Brent futures for May climbed $1.43, marking a 1.75 percent rise, to settle at $83.34 a barrel by midday GMT. The April contract for Brent closed on the previous day at $83.62 a barrel. Meanwhile, U.S. West Texas Intermediate (WTI) for April ascended by $1.54, or 1.97 percent, reaching $79.80 a barrel. This uptrend positions WTI for a 4.3-percent weekly increase, while Brent is poised for a 2.1-percent rise compared to last week’s closing price.
The oil market’s focus is squarely on OPEC+ and its forthcoming decision on whether to extend the voluntary production cuts that have been in place. Analysts suggest that maintaining these cuts through the end of the year would send a strong, positive signal to the market. However, an extension merely into the second quarter might not significantly impact prices as it may already be anticipated by investors.

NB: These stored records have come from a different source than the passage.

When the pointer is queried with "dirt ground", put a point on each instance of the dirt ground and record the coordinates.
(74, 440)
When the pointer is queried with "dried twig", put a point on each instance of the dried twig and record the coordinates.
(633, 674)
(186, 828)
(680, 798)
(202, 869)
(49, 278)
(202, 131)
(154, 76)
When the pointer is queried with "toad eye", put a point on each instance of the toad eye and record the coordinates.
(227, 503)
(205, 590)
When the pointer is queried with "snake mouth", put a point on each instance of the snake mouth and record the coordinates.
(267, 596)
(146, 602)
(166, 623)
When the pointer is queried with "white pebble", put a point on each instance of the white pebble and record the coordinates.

The Organization of the Petroleum Exporting Countries (OPEC) reportedly pumped 26.42 million barrels per day in February, an increase from January. Market optimism is also buoyed by expectations that Saudi Arabia will maintain stable crude prices for its Asian customers in April, mirroring March levels.
On the demand side, concerns are evident with Chinese manufacturing activity contracting for the fifth consecutive month in February. Additionally, the Eurozone witnessed a dip in inflation in February, slightly missing analysts’ expectations. In contrast, the U.S. saw its personal consumption expenditures index for January align with economic forecasts, fueling speculation of a potential interest rate cut in June.
This complex interplay of supply decisions, economic indicators, and geopolitical factors continues to shape the global oil market, highlighting the intricate balance between production policies and demand dynamics.